"A bloodline of debauched maharajas falls prey to AN EVIL CURSE!"
"A beautiful girl uses karate to retrieve A STOLEN IDOL!"
"A patient in an insane asylum uses her supernatural powers...TO KILL!"
Is this how you think of Indian fiction? If you're like most English-speaking readers, probably not—which means you've been missing out on the weird and wonderful world of Tamil-language pulp fiction, where stories have titles like "Hold on a Minute, I'm in the Middle of a Murder" and "The Hidden Hoard in the Cryptic Chamber."
But thanks to the Chennai-based Blaft Publications, this racier side of South Asian pop culture is now starting to cross over.
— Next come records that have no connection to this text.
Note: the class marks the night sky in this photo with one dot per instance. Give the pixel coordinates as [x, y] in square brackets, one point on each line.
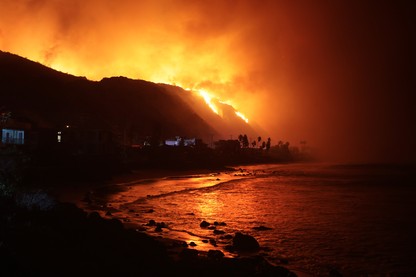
[338, 74]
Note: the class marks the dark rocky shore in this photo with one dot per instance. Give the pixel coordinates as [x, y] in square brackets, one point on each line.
[42, 237]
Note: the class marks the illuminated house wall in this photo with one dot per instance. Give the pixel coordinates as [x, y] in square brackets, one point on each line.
[11, 136]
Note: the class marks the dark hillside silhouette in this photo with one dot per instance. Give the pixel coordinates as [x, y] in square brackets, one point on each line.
[57, 98]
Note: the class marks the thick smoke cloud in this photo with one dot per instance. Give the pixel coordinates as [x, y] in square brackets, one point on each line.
[336, 74]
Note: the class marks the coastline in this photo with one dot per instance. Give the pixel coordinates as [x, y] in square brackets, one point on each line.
[65, 239]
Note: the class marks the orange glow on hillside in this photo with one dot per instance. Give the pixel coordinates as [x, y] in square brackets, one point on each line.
[242, 116]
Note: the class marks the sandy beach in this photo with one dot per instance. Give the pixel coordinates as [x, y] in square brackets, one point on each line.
[66, 240]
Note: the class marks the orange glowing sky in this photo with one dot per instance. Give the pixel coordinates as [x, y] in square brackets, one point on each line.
[334, 74]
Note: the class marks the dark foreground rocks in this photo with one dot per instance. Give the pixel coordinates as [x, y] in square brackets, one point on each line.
[64, 240]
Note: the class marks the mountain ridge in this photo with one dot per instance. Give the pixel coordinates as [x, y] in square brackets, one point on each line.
[141, 106]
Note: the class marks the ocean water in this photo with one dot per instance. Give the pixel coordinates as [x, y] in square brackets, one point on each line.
[358, 220]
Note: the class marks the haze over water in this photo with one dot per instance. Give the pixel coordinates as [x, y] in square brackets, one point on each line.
[356, 219]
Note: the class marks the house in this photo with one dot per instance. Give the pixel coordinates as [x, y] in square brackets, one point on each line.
[179, 141]
[14, 131]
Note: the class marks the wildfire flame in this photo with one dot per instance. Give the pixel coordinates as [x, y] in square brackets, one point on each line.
[208, 100]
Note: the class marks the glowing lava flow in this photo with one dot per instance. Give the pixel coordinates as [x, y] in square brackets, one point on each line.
[209, 100]
[242, 116]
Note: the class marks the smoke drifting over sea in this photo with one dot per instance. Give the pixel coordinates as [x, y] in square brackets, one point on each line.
[337, 74]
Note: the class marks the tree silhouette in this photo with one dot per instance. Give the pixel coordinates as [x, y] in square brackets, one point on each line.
[245, 141]
[268, 143]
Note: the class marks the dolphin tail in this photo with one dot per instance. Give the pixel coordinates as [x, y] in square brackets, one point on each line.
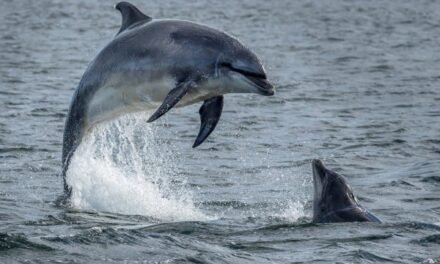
[210, 113]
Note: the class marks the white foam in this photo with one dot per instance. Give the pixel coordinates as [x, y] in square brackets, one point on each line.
[121, 167]
[294, 211]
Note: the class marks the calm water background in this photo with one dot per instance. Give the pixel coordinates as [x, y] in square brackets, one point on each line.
[357, 86]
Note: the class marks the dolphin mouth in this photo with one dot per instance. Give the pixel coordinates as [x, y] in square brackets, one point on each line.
[262, 84]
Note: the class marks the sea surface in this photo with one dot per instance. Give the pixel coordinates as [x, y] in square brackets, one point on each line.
[358, 86]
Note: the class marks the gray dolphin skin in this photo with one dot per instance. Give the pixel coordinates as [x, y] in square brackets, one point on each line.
[334, 200]
[158, 64]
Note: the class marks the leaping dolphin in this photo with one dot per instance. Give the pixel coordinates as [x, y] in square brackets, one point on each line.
[161, 64]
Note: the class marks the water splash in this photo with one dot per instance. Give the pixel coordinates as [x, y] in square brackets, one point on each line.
[122, 167]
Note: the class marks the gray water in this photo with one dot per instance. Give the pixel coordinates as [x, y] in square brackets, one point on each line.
[357, 86]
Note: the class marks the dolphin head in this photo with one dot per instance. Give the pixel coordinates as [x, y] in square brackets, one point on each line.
[333, 195]
[243, 72]
[227, 64]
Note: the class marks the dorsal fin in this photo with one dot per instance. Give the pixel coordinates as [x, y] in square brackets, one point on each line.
[130, 15]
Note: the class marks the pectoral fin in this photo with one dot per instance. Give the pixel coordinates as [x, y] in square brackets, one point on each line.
[172, 98]
[210, 113]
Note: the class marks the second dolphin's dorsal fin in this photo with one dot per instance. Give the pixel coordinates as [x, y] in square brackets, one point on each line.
[130, 15]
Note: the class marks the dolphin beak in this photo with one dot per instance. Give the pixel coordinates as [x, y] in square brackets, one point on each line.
[263, 86]
[318, 171]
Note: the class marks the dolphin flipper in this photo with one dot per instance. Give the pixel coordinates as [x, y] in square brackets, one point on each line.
[130, 15]
[210, 113]
[172, 98]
Blaft's first anthology of translated Tamil pulp appeared in 2008, and was such an immediate hit that a follow-up volume is hot off the press—featuring "7 THRILLING tales... from 7 Indian and Singaporean masters of ACTION, SUSPENSE, and HORROR!"
Widely available at newsstands, tea stalls, and train stations across South India, Tamil pulp novels sell literally millions of copies—aided by enjoyably lurid cover art in which supernatural creatures, bloody implements, and the ever-present cleavage all vie for readers' attention.
The genre may be little known to non-Tamils, but, as Sandip Roy writes on NPR.org, "Indian pulps have been around since the early 20th century. They borrowed freely from American dime novels and British penny dreadfuls. But because this is India, there are also kings, ghosts, and mythological serpents."
Delving further, Outlook India's Mukul Kesavan explains that several decades ago a peculiar dichotomy arose in Indian publishing whereby respectable literary fiction came more and more to be written in English (and thus found an international audience), while genre fiction was produced in indigenous languages, and stayed there... at least until Blaft came along!